I'll show here what I have done, using the pumping lemma.
Suppose that $L$ is regular, let $n \in \mathbb{N}^*$ and $\omega = a^{n!}$. We have $\omega \in L$ and $|\omega| \geq n$. Thus, there exist $x, y, z \in X$ so as :
- $a^{n!} = xyz$
- $y \neq \epsilon$
- $|xy| \leq n$
- $xy^kz \in L, \quad \forall k \geq 0$
Because of fact 3, $xy = a^k$ and $y = a^j$ with $k \leq n$ and $1 \leq j \leq n$. Thus :
$$a^{n!} = a^{k - j}.a^{j}.a^{n! - k}$$
By fact 4, we must have $a^{k - j}.a^{n! - k} = a^{n! - j} \in L$.

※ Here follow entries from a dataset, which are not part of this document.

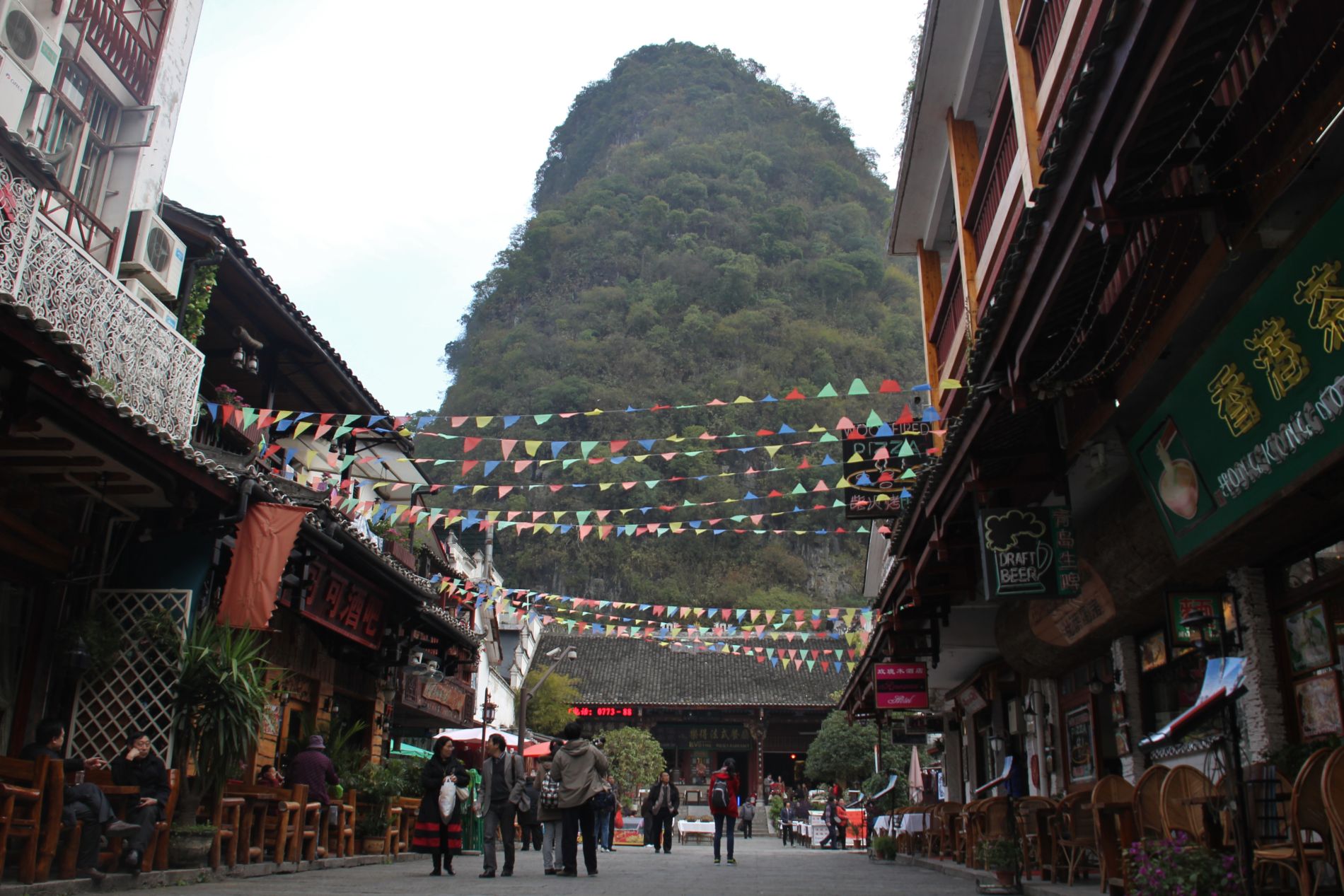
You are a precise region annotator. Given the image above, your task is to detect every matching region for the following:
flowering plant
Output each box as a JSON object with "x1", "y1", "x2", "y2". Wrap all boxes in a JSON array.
[
  {"x1": 215, "y1": 383, "x2": 248, "y2": 407},
  {"x1": 1128, "y1": 830, "x2": 1246, "y2": 896}
]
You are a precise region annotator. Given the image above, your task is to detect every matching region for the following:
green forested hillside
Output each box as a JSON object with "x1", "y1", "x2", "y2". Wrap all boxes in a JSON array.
[{"x1": 422, "y1": 42, "x2": 923, "y2": 606}]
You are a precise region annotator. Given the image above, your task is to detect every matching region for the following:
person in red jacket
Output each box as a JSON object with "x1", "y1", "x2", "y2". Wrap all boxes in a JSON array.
[{"x1": 709, "y1": 757, "x2": 738, "y2": 865}]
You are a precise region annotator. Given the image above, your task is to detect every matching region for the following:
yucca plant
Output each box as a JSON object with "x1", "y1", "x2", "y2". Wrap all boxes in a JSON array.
[{"x1": 173, "y1": 619, "x2": 270, "y2": 825}]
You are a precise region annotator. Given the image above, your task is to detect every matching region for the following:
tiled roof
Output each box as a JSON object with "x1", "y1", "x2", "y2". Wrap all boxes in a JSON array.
[
  {"x1": 164, "y1": 196, "x2": 388, "y2": 415},
  {"x1": 536, "y1": 626, "x2": 847, "y2": 706}
]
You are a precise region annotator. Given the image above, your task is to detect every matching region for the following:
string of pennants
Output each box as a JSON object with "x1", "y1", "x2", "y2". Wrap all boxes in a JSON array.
[
  {"x1": 438, "y1": 578, "x2": 881, "y2": 632},
  {"x1": 204, "y1": 378, "x2": 961, "y2": 438}
]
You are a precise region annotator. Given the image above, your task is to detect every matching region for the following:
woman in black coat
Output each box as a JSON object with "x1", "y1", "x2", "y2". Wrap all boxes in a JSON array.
[{"x1": 411, "y1": 738, "x2": 468, "y2": 877}]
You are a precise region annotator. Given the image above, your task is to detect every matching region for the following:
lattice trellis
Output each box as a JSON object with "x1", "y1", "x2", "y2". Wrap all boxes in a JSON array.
[{"x1": 70, "y1": 588, "x2": 191, "y2": 764}]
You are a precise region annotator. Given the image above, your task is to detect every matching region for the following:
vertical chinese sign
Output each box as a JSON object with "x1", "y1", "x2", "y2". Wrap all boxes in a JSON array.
[{"x1": 1129, "y1": 200, "x2": 1344, "y2": 556}]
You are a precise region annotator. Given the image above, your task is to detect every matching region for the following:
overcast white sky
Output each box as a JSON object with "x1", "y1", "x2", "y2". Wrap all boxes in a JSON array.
[{"x1": 167, "y1": 0, "x2": 925, "y2": 412}]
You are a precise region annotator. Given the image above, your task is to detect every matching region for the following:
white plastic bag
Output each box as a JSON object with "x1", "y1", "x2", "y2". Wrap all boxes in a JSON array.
[{"x1": 438, "y1": 778, "x2": 457, "y2": 825}]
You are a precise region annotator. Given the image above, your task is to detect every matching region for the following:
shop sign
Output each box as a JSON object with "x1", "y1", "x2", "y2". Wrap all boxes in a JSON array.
[
  {"x1": 841, "y1": 423, "x2": 934, "y2": 520},
  {"x1": 1129, "y1": 200, "x2": 1344, "y2": 556},
  {"x1": 303, "y1": 563, "x2": 383, "y2": 650},
  {"x1": 872, "y1": 662, "x2": 929, "y2": 709},
  {"x1": 980, "y1": 506, "x2": 1083, "y2": 600},
  {"x1": 653, "y1": 724, "x2": 755, "y2": 752}
]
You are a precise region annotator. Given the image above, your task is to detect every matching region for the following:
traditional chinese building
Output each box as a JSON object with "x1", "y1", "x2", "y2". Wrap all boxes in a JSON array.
[
  {"x1": 842, "y1": 0, "x2": 1344, "y2": 801},
  {"x1": 538, "y1": 629, "x2": 844, "y2": 802}
]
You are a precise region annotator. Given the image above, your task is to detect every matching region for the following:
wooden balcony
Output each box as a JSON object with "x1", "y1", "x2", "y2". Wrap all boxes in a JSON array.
[
  {"x1": 70, "y1": 0, "x2": 172, "y2": 103},
  {"x1": 963, "y1": 76, "x2": 1019, "y2": 267}
]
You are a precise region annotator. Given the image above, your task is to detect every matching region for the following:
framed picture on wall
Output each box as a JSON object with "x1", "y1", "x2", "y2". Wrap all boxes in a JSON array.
[
  {"x1": 1284, "y1": 603, "x2": 1331, "y2": 672},
  {"x1": 1293, "y1": 669, "x2": 1344, "y2": 739},
  {"x1": 1138, "y1": 629, "x2": 1166, "y2": 672},
  {"x1": 1065, "y1": 704, "x2": 1096, "y2": 782}
]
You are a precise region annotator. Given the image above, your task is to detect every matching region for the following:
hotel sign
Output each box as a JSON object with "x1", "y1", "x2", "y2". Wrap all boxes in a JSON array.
[{"x1": 1129, "y1": 200, "x2": 1344, "y2": 556}]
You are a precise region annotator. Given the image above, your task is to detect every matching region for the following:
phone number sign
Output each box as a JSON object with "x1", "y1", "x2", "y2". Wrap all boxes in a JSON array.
[{"x1": 872, "y1": 662, "x2": 929, "y2": 709}]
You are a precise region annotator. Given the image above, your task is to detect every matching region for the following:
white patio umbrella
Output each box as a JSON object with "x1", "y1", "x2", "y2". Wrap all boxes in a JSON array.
[{"x1": 908, "y1": 747, "x2": 923, "y2": 805}]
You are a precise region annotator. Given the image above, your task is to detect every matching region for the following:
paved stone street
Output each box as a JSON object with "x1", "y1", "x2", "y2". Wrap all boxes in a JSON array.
[{"x1": 178, "y1": 837, "x2": 951, "y2": 896}]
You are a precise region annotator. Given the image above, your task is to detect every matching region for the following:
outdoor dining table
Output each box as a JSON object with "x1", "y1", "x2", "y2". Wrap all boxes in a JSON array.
[{"x1": 676, "y1": 818, "x2": 714, "y2": 844}]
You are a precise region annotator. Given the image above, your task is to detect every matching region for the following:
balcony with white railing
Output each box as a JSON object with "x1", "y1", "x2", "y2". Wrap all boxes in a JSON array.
[{"x1": 0, "y1": 151, "x2": 206, "y2": 441}]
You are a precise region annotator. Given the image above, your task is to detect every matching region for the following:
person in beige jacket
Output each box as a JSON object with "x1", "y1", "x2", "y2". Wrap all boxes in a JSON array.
[{"x1": 550, "y1": 721, "x2": 609, "y2": 877}]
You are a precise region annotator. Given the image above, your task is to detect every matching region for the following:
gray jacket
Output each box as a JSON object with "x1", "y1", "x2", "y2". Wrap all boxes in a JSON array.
[
  {"x1": 550, "y1": 738, "x2": 608, "y2": 809},
  {"x1": 476, "y1": 752, "x2": 532, "y2": 815}
]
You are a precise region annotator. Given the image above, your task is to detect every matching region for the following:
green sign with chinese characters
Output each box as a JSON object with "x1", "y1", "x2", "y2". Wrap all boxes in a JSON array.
[{"x1": 1129, "y1": 200, "x2": 1344, "y2": 556}]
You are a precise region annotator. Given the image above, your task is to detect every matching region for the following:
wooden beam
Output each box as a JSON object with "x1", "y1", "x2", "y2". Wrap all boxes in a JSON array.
[
  {"x1": 948, "y1": 109, "x2": 980, "y2": 327},
  {"x1": 915, "y1": 239, "x2": 942, "y2": 414},
  {"x1": 999, "y1": 0, "x2": 1041, "y2": 196}
]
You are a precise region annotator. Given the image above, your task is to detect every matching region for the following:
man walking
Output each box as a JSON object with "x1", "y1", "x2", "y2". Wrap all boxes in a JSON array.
[
  {"x1": 550, "y1": 721, "x2": 608, "y2": 877},
  {"x1": 476, "y1": 732, "x2": 531, "y2": 877}
]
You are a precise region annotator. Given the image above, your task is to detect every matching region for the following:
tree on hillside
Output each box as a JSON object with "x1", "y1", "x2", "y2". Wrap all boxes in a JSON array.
[
  {"x1": 526, "y1": 668, "x2": 579, "y2": 738},
  {"x1": 602, "y1": 728, "x2": 666, "y2": 799},
  {"x1": 806, "y1": 709, "x2": 910, "y2": 786}
]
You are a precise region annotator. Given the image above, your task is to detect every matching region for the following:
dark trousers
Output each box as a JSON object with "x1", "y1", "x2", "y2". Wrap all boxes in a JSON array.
[
  {"x1": 125, "y1": 803, "x2": 164, "y2": 859},
  {"x1": 481, "y1": 802, "x2": 518, "y2": 871},
  {"x1": 523, "y1": 823, "x2": 542, "y2": 853},
  {"x1": 64, "y1": 783, "x2": 115, "y2": 869},
  {"x1": 652, "y1": 811, "x2": 672, "y2": 853},
  {"x1": 714, "y1": 815, "x2": 738, "y2": 859},
  {"x1": 560, "y1": 799, "x2": 597, "y2": 873}
]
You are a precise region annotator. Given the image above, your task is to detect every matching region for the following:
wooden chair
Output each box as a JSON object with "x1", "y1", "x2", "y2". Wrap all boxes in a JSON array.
[
  {"x1": 0, "y1": 756, "x2": 50, "y2": 884},
  {"x1": 209, "y1": 796, "x2": 248, "y2": 871},
  {"x1": 1091, "y1": 775, "x2": 1137, "y2": 893},
  {"x1": 1135, "y1": 766, "x2": 1171, "y2": 839},
  {"x1": 1251, "y1": 750, "x2": 1340, "y2": 896},
  {"x1": 224, "y1": 784, "x2": 308, "y2": 865},
  {"x1": 925, "y1": 803, "x2": 961, "y2": 860},
  {"x1": 1014, "y1": 796, "x2": 1056, "y2": 880},
  {"x1": 388, "y1": 796, "x2": 421, "y2": 853},
  {"x1": 1160, "y1": 766, "x2": 1214, "y2": 846},
  {"x1": 1050, "y1": 791, "x2": 1096, "y2": 887}
]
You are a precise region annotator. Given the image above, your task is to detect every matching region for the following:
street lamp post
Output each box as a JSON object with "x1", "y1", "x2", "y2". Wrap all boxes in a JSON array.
[{"x1": 518, "y1": 648, "x2": 579, "y2": 754}]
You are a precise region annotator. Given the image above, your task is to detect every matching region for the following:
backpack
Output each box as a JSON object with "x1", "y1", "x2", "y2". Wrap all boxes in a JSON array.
[
  {"x1": 539, "y1": 775, "x2": 560, "y2": 809},
  {"x1": 709, "y1": 778, "x2": 729, "y2": 809}
]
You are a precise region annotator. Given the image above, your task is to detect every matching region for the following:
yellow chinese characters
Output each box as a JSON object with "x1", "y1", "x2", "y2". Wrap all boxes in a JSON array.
[
  {"x1": 1242, "y1": 317, "x2": 1311, "y2": 402},
  {"x1": 1208, "y1": 364, "x2": 1261, "y2": 436},
  {"x1": 1293, "y1": 262, "x2": 1344, "y2": 352}
]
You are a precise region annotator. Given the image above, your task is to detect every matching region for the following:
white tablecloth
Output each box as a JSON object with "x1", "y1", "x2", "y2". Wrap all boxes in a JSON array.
[{"x1": 676, "y1": 818, "x2": 714, "y2": 837}]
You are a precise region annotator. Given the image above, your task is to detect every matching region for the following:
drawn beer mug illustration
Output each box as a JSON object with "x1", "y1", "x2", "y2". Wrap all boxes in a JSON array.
[{"x1": 1156, "y1": 435, "x2": 1199, "y2": 520}]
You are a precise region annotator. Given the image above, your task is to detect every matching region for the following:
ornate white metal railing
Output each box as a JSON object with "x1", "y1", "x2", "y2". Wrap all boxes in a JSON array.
[
  {"x1": 0, "y1": 158, "x2": 206, "y2": 442},
  {"x1": 70, "y1": 588, "x2": 191, "y2": 763}
]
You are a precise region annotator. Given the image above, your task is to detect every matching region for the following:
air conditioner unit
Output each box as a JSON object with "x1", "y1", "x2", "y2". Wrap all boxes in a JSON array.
[
  {"x1": 0, "y1": 0, "x2": 61, "y2": 90},
  {"x1": 121, "y1": 209, "x2": 187, "y2": 297},
  {"x1": 121, "y1": 279, "x2": 178, "y2": 329}
]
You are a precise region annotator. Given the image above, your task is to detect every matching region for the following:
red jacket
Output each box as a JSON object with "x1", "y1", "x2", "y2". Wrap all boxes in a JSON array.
[{"x1": 709, "y1": 771, "x2": 738, "y2": 818}]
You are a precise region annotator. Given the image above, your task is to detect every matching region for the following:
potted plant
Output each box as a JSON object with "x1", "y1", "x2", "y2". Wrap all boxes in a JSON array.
[
  {"x1": 355, "y1": 813, "x2": 387, "y2": 856},
  {"x1": 1125, "y1": 832, "x2": 1247, "y2": 896},
  {"x1": 168, "y1": 825, "x2": 215, "y2": 868},
  {"x1": 169, "y1": 618, "x2": 270, "y2": 865},
  {"x1": 975, "y1": 837, "x2": 1021, "y2": 887}
]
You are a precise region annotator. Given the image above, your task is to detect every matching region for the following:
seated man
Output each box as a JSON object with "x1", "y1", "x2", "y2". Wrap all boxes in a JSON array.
[
  {"x1": 19, "y1": 718, "x2": 137, "y2": 881},
  {"x1": 112, "y1": 731, "x2": 169, "y2": 873}
]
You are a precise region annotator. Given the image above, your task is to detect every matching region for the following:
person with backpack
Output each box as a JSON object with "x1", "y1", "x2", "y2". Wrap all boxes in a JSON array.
[
  {"x1": 593, "y1": 778, "x2": 615, "y2": 853},
  {"x1": 709, "y1": 756, "x2": 739, "y2": 865},
  {"x1": 548, "y1": 721, "x2": 609, "y2": 877},
  {"x1": 536, "y1": 740, "x2": 564, "y2": 875}
]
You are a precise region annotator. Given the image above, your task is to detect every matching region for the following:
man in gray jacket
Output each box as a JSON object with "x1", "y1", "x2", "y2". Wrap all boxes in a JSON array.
[
  {"x1": 476, "y1": 732, "x2": 531, "y2": 877},
  {"x1": 550, "y1": 721, "x2": 608, "y2": 877}
]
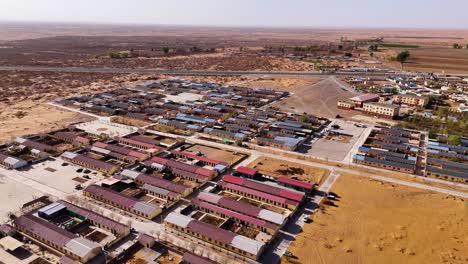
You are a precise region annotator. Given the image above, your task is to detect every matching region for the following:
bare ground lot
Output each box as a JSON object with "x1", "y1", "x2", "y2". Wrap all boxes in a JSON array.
[
  {"x1": 0, "y1": 71, "x2": 161, "y2": 142},
  {"x1": 0, "y1": 104, "x2": 93, "y2": 142},
  {"x1": 272, "y1": 77, "x2": 358, "y2": 118},
  {"x1": 308, "y1": 120, "x2": 365, "y2": 161},
  {"x1": 283, "y1": 175, "x2": 468, "y2": 264},
  {"x1": 0, "y1": 173, "x2": 43, "y2": 223},
  {"x1": 248, "y1": 157, "x2": 330, "y2": 183},
  {"x1": 188, "y1": 145, "x2": 248, "y2": 164}
]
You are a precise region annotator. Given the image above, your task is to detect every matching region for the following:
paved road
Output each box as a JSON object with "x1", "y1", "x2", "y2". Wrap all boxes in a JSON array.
[
  {"x1": 187, "y1": 136, "x2": 468, "y2": 198},
  {"x1": 0, "y1": 65, "x2": 414, "y2": 77}
]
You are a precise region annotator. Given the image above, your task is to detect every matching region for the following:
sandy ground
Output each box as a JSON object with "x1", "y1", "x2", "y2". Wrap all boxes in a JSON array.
[
  {"x1": 272, "y1": 78, "x2": 358, "y2": 118},
  {"x1": 0, "y1": 103, "x2": 92, "y2": 142},
  {"x1": 248, "y1": 157, "x2": 329, "y2": 185},
  {"x1": 0, "y1": 174, "x2": 43, "y2": 223},
  {"x1": 189, "y1": 145, "x2": 247, "y2": 164},
  {"x1": 307, "y1": 120, "x2": 365, "y2": 161},
  {"x1": 283, "y1": 175, "x2": 468, "y2": 264},
  {"x1": 183, "y1": 75, "x2": 323, "y2": 92}
]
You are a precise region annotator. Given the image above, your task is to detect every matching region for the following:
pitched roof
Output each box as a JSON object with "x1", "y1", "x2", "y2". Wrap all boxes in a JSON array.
[
  {"x1": 14, "y1": 215, "x2": 77, "y2": 247},
  {"x1": 58, "y1": 200, "x2": 130, "y2": 234},
  {"x1": 223, "y1": 175, "x2": 304, "y2": 202},
  {"x1": 236, "y1": 166, "x2": 258, "y2": 176},
  {"x1": 277, "y1": 176, "x2": 314, "y2": 190}
]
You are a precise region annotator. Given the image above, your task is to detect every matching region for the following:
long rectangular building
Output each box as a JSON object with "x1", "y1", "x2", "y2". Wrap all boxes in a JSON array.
[
  {"x1": 192, "y1": 192, "x2": 287, "y2": 236},
  {"x1": 223, "y1": 175, "x2": 305, "y2": 203},
  {"x1": 144, "y1": 157, "x2": 217, "y2": 183},
  {"x1": 164, "y1": 212, "x2": 265, "y2": 260},
  {"x1": 0, "y1": 152, "x2": 28, "y2": 169},
  {"x1": 13, "y1": 214, "x2": 102, "y2": 263},
  {"x1": 120, "y1": 170, "x2": 192, "y2": 200},
  {"x1": 83, "y1": 184, "x2": 162, "y2": 219},
  {"x1": 62, "y1": 151, "x2": 120, "y2": 175}
]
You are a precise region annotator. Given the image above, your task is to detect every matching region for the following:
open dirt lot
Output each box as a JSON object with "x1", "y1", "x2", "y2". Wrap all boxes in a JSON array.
[
  {"x1": 0, "y1": 173, "x2": 43, "y2": 223},
  {"x1": 0, "y1": 103, "x2": 93, "y2": 142},
  {"x1": 0, "y1": 72, "x2": 157, "y2": 142},
  {"x1": 283, "y1": 175, "x2": 468, "y2": 264},
  {"x1": 76, "y1": 120, "x2": 137, "y2": 137},
  {"x1": 22, "y1": 158, "x2": 104, "y2": 194},
  {"x1": 272, "y1": 77, "x2": 358, "y2": 118},
  {"x1": 308, "y1": 120, "x2": 365, "y2": 161},
  {"x1": 248, "y1": 157, "x2": 329, "y2": 182},
  {"x1": 188, "y1": 145, "x2": 248, "y2": 164}
]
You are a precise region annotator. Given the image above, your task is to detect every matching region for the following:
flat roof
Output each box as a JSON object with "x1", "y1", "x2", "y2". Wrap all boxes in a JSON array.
[{"x1": 0, "y1": 236, "x2": 24, "y2": 251}]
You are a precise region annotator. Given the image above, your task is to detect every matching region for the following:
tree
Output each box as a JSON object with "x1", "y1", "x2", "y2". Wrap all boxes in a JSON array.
[
  {"x1": 395, "y1": 50, "x2": 410, "y2": 69},
  {"x1": 447, "y1": 135, "x2": 461, "y2": 145}
]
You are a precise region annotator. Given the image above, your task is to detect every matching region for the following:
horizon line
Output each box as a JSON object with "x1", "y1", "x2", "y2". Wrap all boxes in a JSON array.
[{"x1": 0, "y1": 19, "x2": 468, "y2": 31}]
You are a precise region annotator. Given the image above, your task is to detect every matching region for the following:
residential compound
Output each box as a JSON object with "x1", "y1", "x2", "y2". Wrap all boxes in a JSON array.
[
  {"x1": 55, "y1": 79, "x2": 329, "y2": 151},
  {"x1": 353, "y1": 127, "x2": 468, "y2": 183},
  {"x1": 353, "y1": 127, "x2": 424, "y2": 174},
  {"x1": 425, "y1": 140, "x2": 468, "y2": 183},
  {"x1": 337, "y1": 94, "x2": 400, "y2": 119},
  {"x1": 164, "y1": 167, "x2": 313, "y2": 261},
  {"x1": 0, "y1": 76, "x2": 468, "y2": 264},
  {"x1": 13, "y1": 201, "x2": 130, "y2": 263}
]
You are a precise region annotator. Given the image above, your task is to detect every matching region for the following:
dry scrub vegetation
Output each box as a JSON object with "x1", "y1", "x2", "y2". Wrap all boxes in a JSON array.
[{"x1": 283, "y1": 175, "x2": 468, "y2": 264}]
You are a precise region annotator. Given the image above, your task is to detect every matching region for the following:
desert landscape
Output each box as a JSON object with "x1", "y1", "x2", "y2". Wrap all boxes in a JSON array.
[
  {"x1": 283, "y1": 174, "x2": 468, "y2": 263},
  {"x1": 0, "y1": 8, "x2": 468, "y2": 264}
]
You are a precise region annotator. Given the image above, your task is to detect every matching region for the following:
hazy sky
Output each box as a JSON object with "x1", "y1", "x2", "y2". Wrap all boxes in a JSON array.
[{"x1": 0, "y1": 0, "x2": 468, "y2": 29}]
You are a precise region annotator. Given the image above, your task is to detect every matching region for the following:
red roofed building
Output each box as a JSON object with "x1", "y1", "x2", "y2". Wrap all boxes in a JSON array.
[
  {"x1": 223, "y1": 175, "x2": 305, "y2": 203},
  {"x1": 236, "y1": 166, "x2": 258, "y2": 179},
  {"x1": 145, "y1": 157, "x2": 217, "y2": 183},
  {"x1": 171, "y1": 151, "x2": 228, "y2": 167}
]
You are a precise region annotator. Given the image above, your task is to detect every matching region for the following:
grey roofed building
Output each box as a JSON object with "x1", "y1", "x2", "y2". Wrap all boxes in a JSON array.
[
  {"x1": 353, "y1": 154, "x2": 416, "y2": 170},
  {"x1": 65, "y1": 237, "x2": 101, "y2": 258},
  {"x1": 426, "y1": 166, "x2": 468, "y2": 179},
  {"x1": 133, "y1": 201, "x2": 161, "y2": 215}
]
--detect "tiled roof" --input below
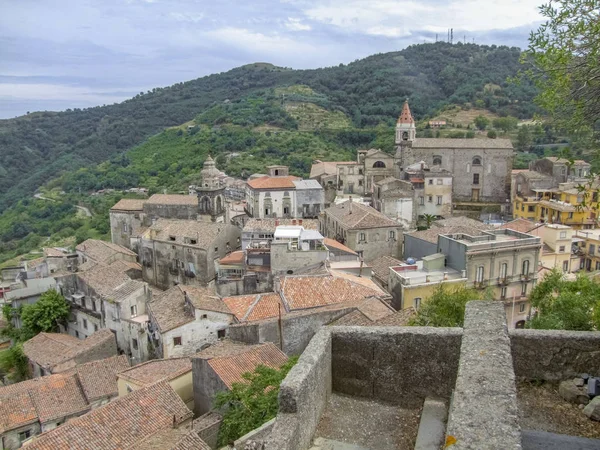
[28,382,193,450]
[110,198,147,211]
[144,219,228,249]
[76,355,129,402]
[412,138,513,150]
[208,342,288,389]
[310,161,358,178]
[368,253,404,284]
[77,239,136,262]
[223,292,286,322]
[23,328,115,370]
[131,428,210,450]
[323,238,358,255]
[146,286,194,333]
[281,275,385,310]
[248,175,301,189]
[244,219,319,233]
[325,200,400,230]
[146,194,198,206]
[119,358,192,386]
[219,250,244,265]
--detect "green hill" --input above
[0,42,535,211]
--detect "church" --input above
[310,100,513,206]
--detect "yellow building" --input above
[117,358,194,411]
[513,183,598,230]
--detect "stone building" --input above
[148,284,234,358]
[0,356,129,450]
[139,219,241,289]
[246,166,325,219]
[23,329,117,377]
[319,199,402,261]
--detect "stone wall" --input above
[265,328,332,450]
[510,330,600,381]
[332,327,462,407]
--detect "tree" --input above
[526,268,600,331]
[410,284,483,327]
[517,125,531,152]
[21,289,69,341]
[473,114,490,131]
[215,357,298,448]
[522,0,600,133]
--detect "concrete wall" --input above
[509,330,600,381]
[332,327,462,407]
[265,329,332,450]
[228,307,355,356]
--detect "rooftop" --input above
[146,194,198,206]
[325,200,400,230]
[248,175,301,189]
[110,198,147,211]
[118,358,192,386]
[195,342,288,389]
[28,382,193,450]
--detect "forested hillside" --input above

In addition, because $1 \leq j \leq n$, the following is true :
$$n! - n \leq n! - j \lneq n!$$
The final result that I need is that $(n - 1)! \lneq n! - n$. Using this I can deduce :
$$(n - 1)! \lneq n! - j \lneq n!$$
Showing that $n! - j$ can't be the factorial of an integer, giving the contradiction $a^{n! - j} \notin L$. I have tried to prove the final result, but I didn't succeed. It is not true for the first values of $n$, I have tried to consider multiple cases but went for nothing.
So I ask for your advice, maybe I am going wrong and didn't applied the pumping lemma with a word that leads to contradiction.